UK unemployment rate falls unexpectedly in three months to June

UK wage growth slowed in the three months to June despite an unexpected fall in unemployment, official figures show.

Average earnings excluding bonuses rose 5.4 per cent in the period to June, down from 5.7 per cent in the three months to May, according to data from the Office for National Statistics (ONS).

This figure marks the slowest pace of growth since May to July 2022.

Including bonuses, annual wages grew 4.5 per cent – a sharp slowdown from 5.7 per cent and below economists’ expectations of 4.6 per cent. The ONS noted that this figure was affected by comparisons with June 2023, when NHS one-off bonuses were paid.

Ratesetters are looking mostly closely at private-sector wage growth, which slowed to 5.2 per cent, from 5.6 per cent.

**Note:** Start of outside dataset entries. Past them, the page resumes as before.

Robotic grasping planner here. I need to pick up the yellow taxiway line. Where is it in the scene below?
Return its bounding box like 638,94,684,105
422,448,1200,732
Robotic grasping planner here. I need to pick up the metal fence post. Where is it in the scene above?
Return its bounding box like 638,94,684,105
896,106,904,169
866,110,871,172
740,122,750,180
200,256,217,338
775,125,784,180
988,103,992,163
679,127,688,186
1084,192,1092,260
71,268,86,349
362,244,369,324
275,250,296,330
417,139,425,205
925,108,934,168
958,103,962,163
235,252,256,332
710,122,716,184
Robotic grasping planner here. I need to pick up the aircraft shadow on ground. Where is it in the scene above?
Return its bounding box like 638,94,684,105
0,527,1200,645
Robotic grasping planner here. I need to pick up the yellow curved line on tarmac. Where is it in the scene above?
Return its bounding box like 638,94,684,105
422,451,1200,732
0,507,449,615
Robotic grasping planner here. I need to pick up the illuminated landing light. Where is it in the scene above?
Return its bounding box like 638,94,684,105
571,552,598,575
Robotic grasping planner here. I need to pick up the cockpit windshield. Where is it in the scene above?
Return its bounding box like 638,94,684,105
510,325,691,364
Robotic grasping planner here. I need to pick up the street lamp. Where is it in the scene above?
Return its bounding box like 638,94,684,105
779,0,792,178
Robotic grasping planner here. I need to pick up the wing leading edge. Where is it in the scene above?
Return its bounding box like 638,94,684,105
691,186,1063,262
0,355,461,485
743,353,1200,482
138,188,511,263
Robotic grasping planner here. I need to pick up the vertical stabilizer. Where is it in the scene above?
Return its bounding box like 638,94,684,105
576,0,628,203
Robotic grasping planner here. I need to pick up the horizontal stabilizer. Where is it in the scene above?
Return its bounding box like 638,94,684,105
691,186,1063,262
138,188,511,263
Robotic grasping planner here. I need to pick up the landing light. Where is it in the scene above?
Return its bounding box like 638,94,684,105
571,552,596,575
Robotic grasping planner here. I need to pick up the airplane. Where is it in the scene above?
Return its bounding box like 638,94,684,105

Unemployment rose to 4.2 per cent, from 4.4 per cent. Economists’ had expected a figure of 4.5 per cent.

Policymakers have said they are looking for signs of lower wage growth, a slowdown in services inflation and that the jobs market is cooling before lowering interest rates again. The latest jobs data bolsters the case that fewer inflationary forces are originating from the labour market.

A report from the Chartered Institute of Personnel and Development on Monday showed UK employers expected to raise pay by three per cent over the next 12 months, the lowest level in two years and down from 4.1 per cent in a similar survey by the Bank earlier this month.

Still, hawkish ratesetter Catherine Mann said on Monday that wage pressures in the economy could take years to dissipate and that surveys suggested companies were still expecting to make relatively big increases to both wages and prices.

Policymakers have complained about the reliability of official jobs data after the ONS suspended its flagship Labour Force Survey last October due to low response rates. Wage figures are not affected.

The ONS had planned to introduce a new “transformed” survey in September but last month said it would postpone the rollout until 2025 after uncovering data collection issues.

This morning’s figures come as the first instalment in a slew of official economic data due to be published this week that will inform policymakers’ decision whether to cut interest rates in September, after the Bank lowered borrowing costs for the first time since March 2020 earlier this month.

Further ONS data is set to keep the Bank’s ratesetters wary about cutting rates again. UK inflation is expected to accelerate for the first time this year to 2.3 per cent, moving away from the central bank’s two per cent target that was reached in May and sustained in June.